Selon les résultats publiés, Benoît Hamon est en tête du premier tour de la primaire de la gauche, avec plus de 36%. Manuel Valls arrive derrière, avec un peu plus de 31%.

Benoît Hamon (à gauche) et Manuel Valls (à droite) s'affronteront au deuxième tour
Benoît Hamon (à gauche) et Manuel Valls (à droite) s'affronteront au deuxième tour © AFP / Joël Saget

Les résultats publiés par la Haute Autorité chargée du scrutin, établis sur 1 147 391 suffrages exprimés, montrent une avance assez claire de deux des candidats dans le scrutin du 1er tour de la primaire de la Belle Alliance Populaire (PS et ses partenaires) : Benoît Hamon (36,12%) et Manuel Valls (31,24%) sont donc qualifiés pour le deuxième tour.

Loin derrière arrive Arnaud Montebourg avec 17,62%, puis Vincent Peillon avec 6,83%, François de Rugy avec 3,83%, Sylvia Pinel avec 1,99% et Jean-Luc Bennahmias avec 1,01%.

Benoît Hamon sera lundi matin l'invité du 7/9 de France Inter à partir de 8h20, puis répondra à vos questions dans Interactiv' à 8h40.

Thomas Clay, le responsable de la haute autorité de la primaire, a annoncé qu'il y avait entre 1,5 million et 2 millions de votants, un chiffre "satisfasisant, compte tenu du contexte difficile", et qui prouve que "la primaire est entrée dans les moeurs".

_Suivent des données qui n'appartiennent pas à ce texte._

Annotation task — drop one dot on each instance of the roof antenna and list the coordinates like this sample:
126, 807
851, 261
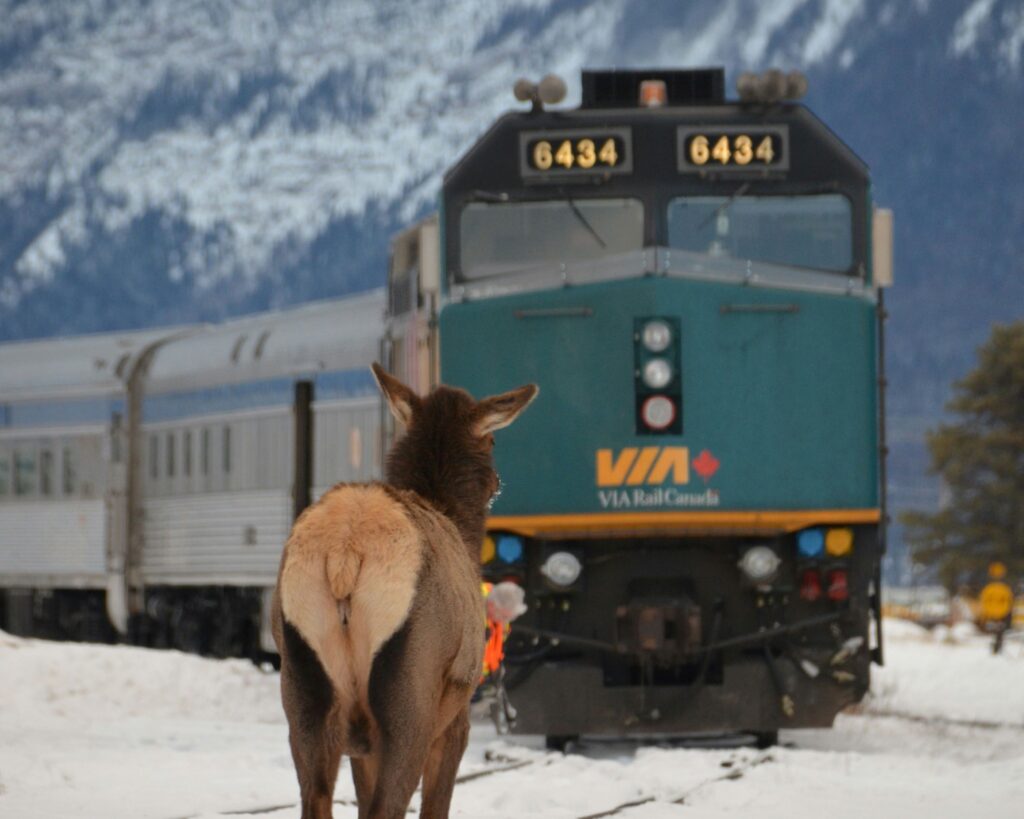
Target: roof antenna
771, 87
551, 90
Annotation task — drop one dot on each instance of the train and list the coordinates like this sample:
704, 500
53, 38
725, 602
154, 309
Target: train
695, 504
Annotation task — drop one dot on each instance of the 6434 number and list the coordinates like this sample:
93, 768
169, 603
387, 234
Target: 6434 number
567, 154
731, 149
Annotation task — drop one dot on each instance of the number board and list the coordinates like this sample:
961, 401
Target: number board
556, 155
733, 147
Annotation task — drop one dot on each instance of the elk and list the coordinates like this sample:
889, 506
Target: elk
378, 613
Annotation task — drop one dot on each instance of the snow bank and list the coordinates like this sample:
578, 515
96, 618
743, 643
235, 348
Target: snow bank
948, 674
81, 681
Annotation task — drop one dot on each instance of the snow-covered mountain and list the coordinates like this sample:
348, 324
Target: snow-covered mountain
183, 160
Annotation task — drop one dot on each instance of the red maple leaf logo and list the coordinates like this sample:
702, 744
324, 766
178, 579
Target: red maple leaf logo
706, 465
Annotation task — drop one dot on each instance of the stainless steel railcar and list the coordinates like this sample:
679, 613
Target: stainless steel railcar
147, 480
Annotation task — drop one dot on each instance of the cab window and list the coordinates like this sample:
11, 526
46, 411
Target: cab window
503, 238
811, 231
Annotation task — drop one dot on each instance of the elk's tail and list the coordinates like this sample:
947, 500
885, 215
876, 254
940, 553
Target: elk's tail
346, 586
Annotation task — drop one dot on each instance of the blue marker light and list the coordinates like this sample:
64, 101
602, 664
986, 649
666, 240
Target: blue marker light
510, 548
811, 543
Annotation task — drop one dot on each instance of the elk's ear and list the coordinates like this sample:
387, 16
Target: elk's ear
500, 411
399, 397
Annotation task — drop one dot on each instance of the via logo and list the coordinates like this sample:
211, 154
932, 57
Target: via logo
635, 466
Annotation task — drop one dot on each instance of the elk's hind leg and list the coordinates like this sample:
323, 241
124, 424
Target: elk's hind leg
442, 767
312, 724
404, 705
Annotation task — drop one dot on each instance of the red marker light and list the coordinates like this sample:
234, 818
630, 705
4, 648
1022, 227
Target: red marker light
839, 588
810, 586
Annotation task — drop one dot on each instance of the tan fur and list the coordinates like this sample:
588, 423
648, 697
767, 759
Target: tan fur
354, 553
378, 612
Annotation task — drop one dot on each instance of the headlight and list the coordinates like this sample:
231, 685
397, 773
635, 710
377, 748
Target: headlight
657, 412
656, 336
760, 563
839, 543
562, 568
510, 548
656, 374
810, 543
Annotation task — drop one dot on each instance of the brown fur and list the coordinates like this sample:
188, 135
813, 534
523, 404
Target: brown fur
378, 613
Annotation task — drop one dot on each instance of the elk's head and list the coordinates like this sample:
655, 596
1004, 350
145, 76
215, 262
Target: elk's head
446, 451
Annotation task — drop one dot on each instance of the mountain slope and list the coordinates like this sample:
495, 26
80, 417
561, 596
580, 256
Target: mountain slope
178, 161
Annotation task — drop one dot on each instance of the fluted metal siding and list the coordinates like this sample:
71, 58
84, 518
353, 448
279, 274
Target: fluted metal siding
53, 539
201, 539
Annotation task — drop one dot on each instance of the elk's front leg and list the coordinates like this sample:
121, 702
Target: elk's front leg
442, 767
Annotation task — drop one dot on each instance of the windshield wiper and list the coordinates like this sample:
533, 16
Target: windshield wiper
725, 205
585, 221
489, 196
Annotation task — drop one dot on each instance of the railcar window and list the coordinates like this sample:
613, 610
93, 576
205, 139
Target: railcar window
503, 238
170, 455
69, 472
814, 231
46, 472
25, 472
205, 451
355, 448
227, 450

Résultats partiels affichés par la Haute Autorité chargée du scrutin, sur  1 147 391 suffrages exprimés.
Résultats partiels affichés par la Haute Autorité chargée du scrutin, sur 1 147 391 suffrages exprimés. © Visactu

Hamon salue le "message d'espoir"

Arrivé en tête du scrutin, Benoît Hamon s'est exprimé peu avant son concurrent pour le 2e tour, saluant le "message d'espoir et de renouveau" transmis pas les électeurs, et appelle à aller voter encore plus massivement au deuxième tour. "Il s'agit maintenant d'amplifier la mobilisation qui s'est opérée lors de ce premier tour, de lui donner davantage de force", a-t-il ajouté.

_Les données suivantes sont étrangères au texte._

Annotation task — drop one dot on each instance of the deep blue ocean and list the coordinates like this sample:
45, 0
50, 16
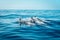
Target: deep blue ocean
10, 28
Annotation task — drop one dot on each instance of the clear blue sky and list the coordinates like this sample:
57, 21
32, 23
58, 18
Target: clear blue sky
30, 4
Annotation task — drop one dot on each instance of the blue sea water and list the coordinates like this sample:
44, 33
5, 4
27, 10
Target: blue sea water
10, 28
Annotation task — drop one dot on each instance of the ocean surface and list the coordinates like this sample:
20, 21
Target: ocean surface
10, 28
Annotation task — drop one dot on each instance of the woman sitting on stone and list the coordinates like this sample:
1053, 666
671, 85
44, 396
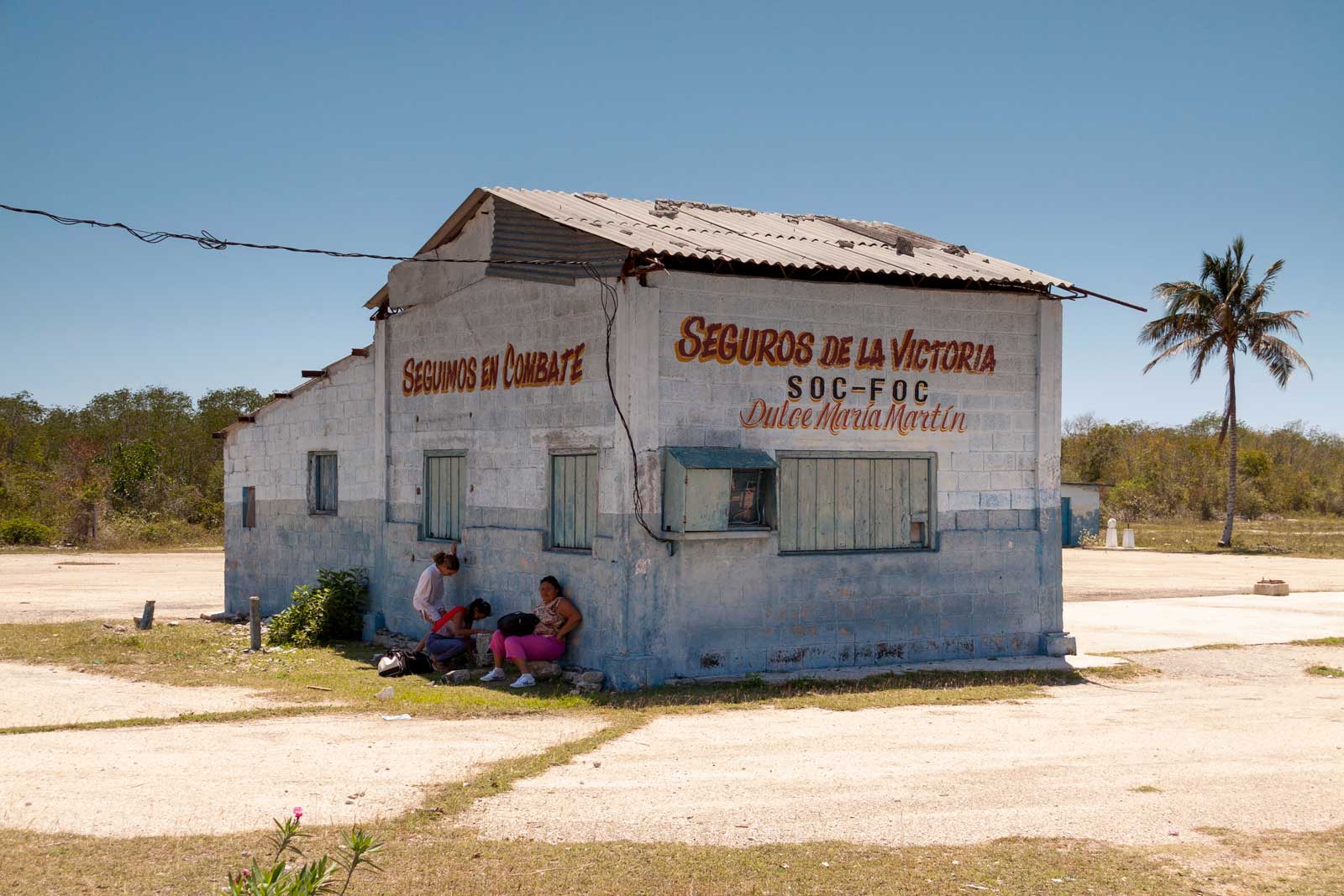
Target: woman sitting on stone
558, 617
452, 634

Manuel Valls : "Le choix entre la défaite assurée et la victoire possible"

Après l'annonce des résultats, Manuel Valls, arrivé deuxième, s'est lui aussi félicité de la mobilisation des électeurs "face au scepticisme et face aux forces qui voulaient l'échec de cette primaire". "Un choix très clair se présente : le choix entre la défaite assurée et la victoire possible", a-t-il déclaré, faisant référence à Benoit Hamon.

"Je lance un appel à tous ceux et toutes celles qui veulent gagner cette présidentielle : venez voter dimanche prochain. Moi, je suis un combattant, j'aime les débats, et je veux que les Français puissent choisir".

Arnaud Montebourg se rallie à Benoît Hamon

Parmi les sept candidats, Arnaud Montebourg, arrivé troisième, est le premier a avoir pris la parole aux alentours de 21h. Il analyse le vote des électeurs comme "une condamnation massive et ferme du quinquennat" : "entre cinq et six électeurs sur dix ont voulu que la gauche retrouve le chemin de la gauche".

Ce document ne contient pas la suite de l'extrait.